Un giovane, poco più che ventenne, veniva accusato dalla sua convivente di aver tentato di ucciderla, dopo una violenta lite, gettandola dal balcone della loro abitazione. La stessa riferiva tale dinamica dell’accaduto in più occasioni: a seguito dell’intervento dei primi soccorritori, in ospedale, ove veniva sentita poco dopo il ricovero, ed in sede di incidente probatorio.
L’attività difensiva si orientava pertanto nella ricerca di tutti quegli elementi obiettivi e soggettivi che potessero minare la credibilità della giovane donna, le cui dichiarazioni rappresentavano il fulcro portante del teorema accusatorio.

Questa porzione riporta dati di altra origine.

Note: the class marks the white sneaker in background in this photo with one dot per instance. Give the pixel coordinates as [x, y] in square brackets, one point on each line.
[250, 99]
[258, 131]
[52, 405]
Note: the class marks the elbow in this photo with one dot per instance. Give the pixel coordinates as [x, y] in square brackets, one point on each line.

Altresì importante si rivelava la scelta del rito processuale onde giovarsi dei benefici di un rito premiale che importasse una sensibile riduzione della pena nella denegata ipotesi di condanna. Si optava pertanto per il rito abbreviato che avrebbe comportando la definizione del processo evitando lo strepitus fori ed il beneficio della riduzione di un terzo della pena, preservando la possibilità dell’appello. Tale scelta, infatti, risultava condizionata dal sostanziale beneficio della riduzione di un terzo della pena che, vista l’elevata sanzione edittale che tale grave reato comporta, rappresentava un irrinunciabile vantaggio.
La richiesta di tale rito, che importa l’utilizzabilità in toto degli atti d’indagine difensiva ai fini del decidere, veniva altresì condizionata all’esame di due testimonianze significative. Si procedeva per altro ad attività di indagine difensiva che permetteva di raccogliere dichiarazioni di persone informate sui fatti che facevano luce su aspetti importanti della vicenda.

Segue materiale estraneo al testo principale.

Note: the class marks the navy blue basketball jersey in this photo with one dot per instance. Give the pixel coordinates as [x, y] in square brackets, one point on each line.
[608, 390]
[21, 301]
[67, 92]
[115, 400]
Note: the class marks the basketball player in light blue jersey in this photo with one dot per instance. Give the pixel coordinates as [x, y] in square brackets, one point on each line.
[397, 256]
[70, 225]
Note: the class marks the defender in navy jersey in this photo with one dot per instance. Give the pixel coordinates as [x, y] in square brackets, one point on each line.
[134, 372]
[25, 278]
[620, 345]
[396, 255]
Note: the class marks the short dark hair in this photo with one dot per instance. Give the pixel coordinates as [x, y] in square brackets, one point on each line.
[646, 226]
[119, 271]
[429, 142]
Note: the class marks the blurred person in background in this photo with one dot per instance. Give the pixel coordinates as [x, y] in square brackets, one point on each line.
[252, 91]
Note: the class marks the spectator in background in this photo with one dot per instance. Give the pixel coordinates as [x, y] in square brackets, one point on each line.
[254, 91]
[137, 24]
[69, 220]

Le contraddizioni interne alle dichiarazioni rese dalla parte lesa, nonché l’accertato grado di ebbrezza in capo alla stessa la notte della vicenda, avevano l’effetto di minare la credibilità dell’accusatrice.
Da ultimo, le tracce ematiche rinvenute sul posto, sia all’interno della stanza che sul balcone, si rivelavano in contrasto con la dinamica del tentato omicidio così come riferita dalla giovane donna.
La lunga discussione in Camera di Consiglio permetteva di chiarire molti aspetti oscuri ed ambigui della vicenda così da far pervenire il Giudice al pieno convincimento dell’innocenza dell’imputato che veniva quindi assolto dal reato ascrittogli.
Risultava così provato il sol fatto della lite per il quale si raggiungeva poi una bonaria composizione con remissione di querela da parte della ex convivente in sede di appello e conseguente definitiva risoluzione dell’intera vicenda in capo all’assistita.